2. Ausência do requisito constitucional de urgência:

A MP produzirá efeitos imediatos para limitar as compensações tributárias. Porém, em relação a outros aumentos previstos na mesma MP, os efeitos somente ocorrerão a partir de abril de 2024 ou janeiro de 2025, dependendo do tributo majorado. Portanto, apesar de a norma poder ser considerada relevante, ela não preenche o requisito constitucional da “urgência”.

3. Empréstimo compulsório:

Em razão de representar um aumento da carga tributária para fins de financiamento das atividades estatais (pelos créditos não aproveitados pelos contribuintes), essa medida se assemelha à figura do empréstimo compulsório que depende de lei complementar para sua instituição (CRFB, art. 148).

A despeito dessas inconstitucionalidades, existem outros aspectos cujos resultados práticos comprovam a absoluta insubsistência dessa limitação.

Renúncia ao precatório
Com efeito, inicialmente devemos ressaltar que estamos tratando de um direito garantido por decisão judicial transitada em julgado que incorpora a viabilidade de sua execução à data do trânsito em julgado.

Spacca

Um elemento que corrobora esse entendimento é que nos casos já transitados em julgado em que a empresa optou por compensar ao invés de receber através de precatório, essa decisão levou em conta o direito então existente – à época de tal decisão – de que não haveria limitações à compensação.

Com base nessa premissa, o contribuinte foi obrigado a desistir, expressamente, do direito de executar o seu título judicial no intuito de obter a certidão judicial necessária à elaboração do respectivo Pedido Administrativo de Habilitação de Crédito.

Trata-se de uma condição imposta pela própria União e aplicável àquela situação específica (na qual o contribuinte acreditava que poderia compensar o valor integral, desde que habilitasse o crédito antes de transcorridos 5 anos do trânsito em julgado da decisão).

Portanto, para os contribuintes que foram obrigados a renunciar à liquidação/execução de sentença (precatório) para realizar a compensação, existe um direito adquirido de escoar esse crédito, inclusive com base nos princípios da segurança jurídica, da proteção da confiança e vedação do enriquecimento ilícito por parte da União.

Dessa feita, não pode uma lei retroagir para atingir a opção já adotada pelo contribuinte (de compensar a totalidade do valor indevidamente pago, com os tributos vincendos, sem qualquer nova limitação), sem, pelo menos, garantir que a desistência possa ser relevada no caso de remanescer crédito (saldo) após a o prazo máximo previsto na norma (60 meses).

Nesses casos, a norma deve autorizar que o saldo seja restituído por meio de liquidação/execução de sentença (precatório), vez que, caso não seja admitido esse procedimento, existe o risco de o crédito ser alcançado pela prescrição imposta pela norma em razão das limitações temporais nela contidas.

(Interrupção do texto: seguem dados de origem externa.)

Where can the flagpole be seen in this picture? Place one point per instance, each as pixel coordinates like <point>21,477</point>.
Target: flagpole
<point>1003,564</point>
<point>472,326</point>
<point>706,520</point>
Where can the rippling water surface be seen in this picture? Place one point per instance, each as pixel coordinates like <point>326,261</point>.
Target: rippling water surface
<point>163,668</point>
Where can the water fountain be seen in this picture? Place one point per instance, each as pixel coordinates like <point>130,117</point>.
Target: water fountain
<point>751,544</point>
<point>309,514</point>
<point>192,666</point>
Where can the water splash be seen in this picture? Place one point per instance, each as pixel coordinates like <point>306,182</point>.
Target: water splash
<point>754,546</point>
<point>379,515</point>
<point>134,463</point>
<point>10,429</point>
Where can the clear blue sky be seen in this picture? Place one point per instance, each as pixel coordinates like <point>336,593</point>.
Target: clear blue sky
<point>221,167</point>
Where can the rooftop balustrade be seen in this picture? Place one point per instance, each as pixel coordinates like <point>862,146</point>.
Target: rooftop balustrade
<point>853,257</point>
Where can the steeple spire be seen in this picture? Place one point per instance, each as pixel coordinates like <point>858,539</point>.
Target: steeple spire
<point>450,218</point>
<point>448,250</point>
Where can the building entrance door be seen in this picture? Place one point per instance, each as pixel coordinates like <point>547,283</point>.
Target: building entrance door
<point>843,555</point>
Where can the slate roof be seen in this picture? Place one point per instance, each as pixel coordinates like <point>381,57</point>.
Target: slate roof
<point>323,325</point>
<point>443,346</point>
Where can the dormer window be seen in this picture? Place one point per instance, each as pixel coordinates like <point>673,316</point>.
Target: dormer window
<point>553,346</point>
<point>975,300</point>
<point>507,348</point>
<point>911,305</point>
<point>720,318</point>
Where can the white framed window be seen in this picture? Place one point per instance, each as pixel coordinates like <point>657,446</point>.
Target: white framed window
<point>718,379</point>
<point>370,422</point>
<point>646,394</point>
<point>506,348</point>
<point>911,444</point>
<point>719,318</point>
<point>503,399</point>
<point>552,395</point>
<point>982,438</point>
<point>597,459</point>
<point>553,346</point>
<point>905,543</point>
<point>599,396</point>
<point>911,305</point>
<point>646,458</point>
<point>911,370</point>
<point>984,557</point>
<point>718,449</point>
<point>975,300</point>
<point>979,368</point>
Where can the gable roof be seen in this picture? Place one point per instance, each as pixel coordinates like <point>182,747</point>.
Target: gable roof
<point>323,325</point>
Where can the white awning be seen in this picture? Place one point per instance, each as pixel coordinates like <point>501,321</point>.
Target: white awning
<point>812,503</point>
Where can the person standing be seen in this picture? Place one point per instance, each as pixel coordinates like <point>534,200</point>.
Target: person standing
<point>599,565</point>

E, consequentemente, além de afronta ao princípio da imutabilidade da coisa julgada, a limitação deve ser considerada uma injúria ao princípio do não confisco.

Compensação realizada a maior
Outro aspecto que causa espécie está relacionado com a previsão de qualquer compensação realizada a maior ser diretamente enviada para inscrição em Dívida Ativa da União, sem direito ao contraditório administrativo.

A razão é simples: a compensação realizada a maior não pode ser considerada “falta de pagamento”, mas mera antecipação do direito do contribuinte e, portanto, postergação do pagamento do tributo compensado.

Quem nasceu na época da alta inflação deve lembrar como algumas empresas antecipavam despesas ou postergavam receitas no intuito de reduzir as bases de cálculo do IRPJ e da CSLL.

Nestes casos, a Receita Federal foi expressamente instruída a não glosar os valores deduzidos/acrescidos a maior, mas somente exigir os encargos legais sobre o valor que deixou de ser recolhido no respectivo período, em razão da inobservância do regime de competência.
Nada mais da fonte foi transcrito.